Crude closed at a three-week high as booming stock markets stoked optimism about economic growth that drives energy demand.
Crude futures rose 0.6 percent in New York. Blue-chip stocks reached a level not seen since the start of this month and the dollar retreated from earlier gains, boosting oil’s appeal as a store of value. Prices flirted with the $64-a-barrel mark against the backdrop of Saudi Arabian Energy Minister Khalid Al-Falih’s weekend remarks about phasing out production caps that have been in effect since late 2016.

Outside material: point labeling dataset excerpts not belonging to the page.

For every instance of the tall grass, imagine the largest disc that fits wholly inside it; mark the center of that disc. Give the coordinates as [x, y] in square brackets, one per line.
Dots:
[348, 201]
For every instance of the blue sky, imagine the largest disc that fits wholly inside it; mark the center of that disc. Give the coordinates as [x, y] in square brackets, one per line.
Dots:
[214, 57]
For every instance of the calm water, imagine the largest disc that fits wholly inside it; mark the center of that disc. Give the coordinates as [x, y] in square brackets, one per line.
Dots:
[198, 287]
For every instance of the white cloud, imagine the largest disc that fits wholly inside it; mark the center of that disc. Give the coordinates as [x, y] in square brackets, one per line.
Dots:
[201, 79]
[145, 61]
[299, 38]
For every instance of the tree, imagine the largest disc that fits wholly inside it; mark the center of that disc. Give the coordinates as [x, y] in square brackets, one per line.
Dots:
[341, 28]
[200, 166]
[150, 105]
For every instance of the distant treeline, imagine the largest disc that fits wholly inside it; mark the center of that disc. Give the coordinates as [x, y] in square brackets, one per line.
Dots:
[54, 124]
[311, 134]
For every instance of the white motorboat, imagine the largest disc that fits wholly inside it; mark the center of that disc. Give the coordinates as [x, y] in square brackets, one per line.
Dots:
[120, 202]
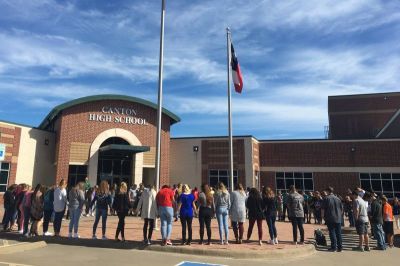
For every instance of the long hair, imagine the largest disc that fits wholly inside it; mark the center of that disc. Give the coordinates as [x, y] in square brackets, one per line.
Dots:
[254, 193]
[239, 187]
[222, 188]
[104, 187]
[207, 191]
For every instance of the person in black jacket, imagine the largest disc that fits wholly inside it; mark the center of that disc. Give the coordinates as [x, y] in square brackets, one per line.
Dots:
[255, 207]
[9, 207]
[121, 205]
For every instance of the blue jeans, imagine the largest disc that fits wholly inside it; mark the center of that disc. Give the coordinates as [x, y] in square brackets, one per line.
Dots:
[379, 235]
[27, 218]
[74, 215]
[335, 235]
[57, 221]
[103, 214]
[222, 218]
[271, 226]
[166, 216]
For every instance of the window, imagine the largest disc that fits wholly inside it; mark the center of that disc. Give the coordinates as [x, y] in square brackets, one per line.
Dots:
[76, 174]
[216, 176]
[302, 181]
[4, 175]
[386, 183]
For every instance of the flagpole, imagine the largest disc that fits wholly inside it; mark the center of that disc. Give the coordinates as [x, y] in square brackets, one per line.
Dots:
[160, 87]
[228, 52]
[159, 108]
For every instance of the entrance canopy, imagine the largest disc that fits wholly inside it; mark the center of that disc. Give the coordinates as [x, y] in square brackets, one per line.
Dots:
[124, 148]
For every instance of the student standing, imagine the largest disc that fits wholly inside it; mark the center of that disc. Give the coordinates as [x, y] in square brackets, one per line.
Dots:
[238, 212]
[165, 203]
[332, 211]
[270, 203]
[37, 209]
[121, 206]
[147, 203]
[377, 221]
[361, 221]
[59, 205]
[186, 208]
[103, 202]
[388, 221]
[206, 212]
[296, 213]
[75, 206]
[48, 210]
[255, 209]
[222, 206]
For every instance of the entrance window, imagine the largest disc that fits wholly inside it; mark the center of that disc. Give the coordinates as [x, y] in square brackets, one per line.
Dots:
[4, 175]
[115, 166]
[302, 181]
[76, 174]
[216, 176]
[385, 183]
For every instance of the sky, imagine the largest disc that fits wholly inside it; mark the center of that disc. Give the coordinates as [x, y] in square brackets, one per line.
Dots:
[293, 55]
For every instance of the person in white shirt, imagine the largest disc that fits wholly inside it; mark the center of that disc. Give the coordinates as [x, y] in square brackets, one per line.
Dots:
[59, 204]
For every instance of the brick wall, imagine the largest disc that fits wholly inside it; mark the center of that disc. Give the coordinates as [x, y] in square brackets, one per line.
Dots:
[73, 125]
[215, 155]
[11, 136]
[331, 154]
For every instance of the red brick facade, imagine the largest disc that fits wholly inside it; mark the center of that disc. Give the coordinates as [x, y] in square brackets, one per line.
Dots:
[330, 153]
[11, 135]
[215, 155]
[73, 125]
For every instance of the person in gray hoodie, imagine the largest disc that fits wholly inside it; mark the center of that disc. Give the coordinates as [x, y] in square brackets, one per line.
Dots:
[75, 206]
[222, 201]
[295, 204]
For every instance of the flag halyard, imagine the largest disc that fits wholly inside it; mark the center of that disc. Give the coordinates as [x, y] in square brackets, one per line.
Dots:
[236, 73]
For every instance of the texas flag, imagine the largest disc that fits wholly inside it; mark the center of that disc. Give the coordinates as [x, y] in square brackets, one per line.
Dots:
[236, 73]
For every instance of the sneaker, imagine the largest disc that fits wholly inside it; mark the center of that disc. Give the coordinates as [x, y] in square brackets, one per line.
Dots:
[47, 234]
[361, 249]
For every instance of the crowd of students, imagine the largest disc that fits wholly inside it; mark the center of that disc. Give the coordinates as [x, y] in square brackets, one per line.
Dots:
[24, 206]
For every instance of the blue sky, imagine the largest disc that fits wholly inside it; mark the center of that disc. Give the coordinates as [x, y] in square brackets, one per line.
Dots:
[293, 54]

“Equities ripping a bit is the most important element there is the relative correlation to equities today, the correlation to risk assets,” Bob Yawger, director of futures at Mizuho Securities USA Inc. in New York, said by telephone.
Oil in New York has advanced about 8 percent in the past two weeks as production curbs by the Organization of Petroleum Exporting Countries and allies such as Russia drained a global glut. Front-month futures contracts will trade at a premium to later-dated ones, a condition known as backwardation, for two to three years, Francisco Blanch, head of commodities research at Bank of America Merrill Lynch, said in a Bloomberg Television interview.
WTI for April delivery rose 36 cents to settle at $63.91 a barrel on the New York Mercantile Exchange after earlier dipping to $63.06. Total volume traded was about 31 percent below the 100-day average.
Brent for April settlement added 19 cents to end the session at $67.50 on the London-based ICE Futures Europe exchange. The global benchmark crude traded at a $3.59 premium to WTI.
After climbing as much as 0.2 percent, the Bloomberg Dollar Spot Index retreated to a 0.05 percent gain.
With bloated inventories shrinking, the next step for major producers will be phasing out the caps, Al-Falih said in New Delhi. The production curbs may be eased “sometime in 2019, but we don’t know when and we don’t know how,” he said.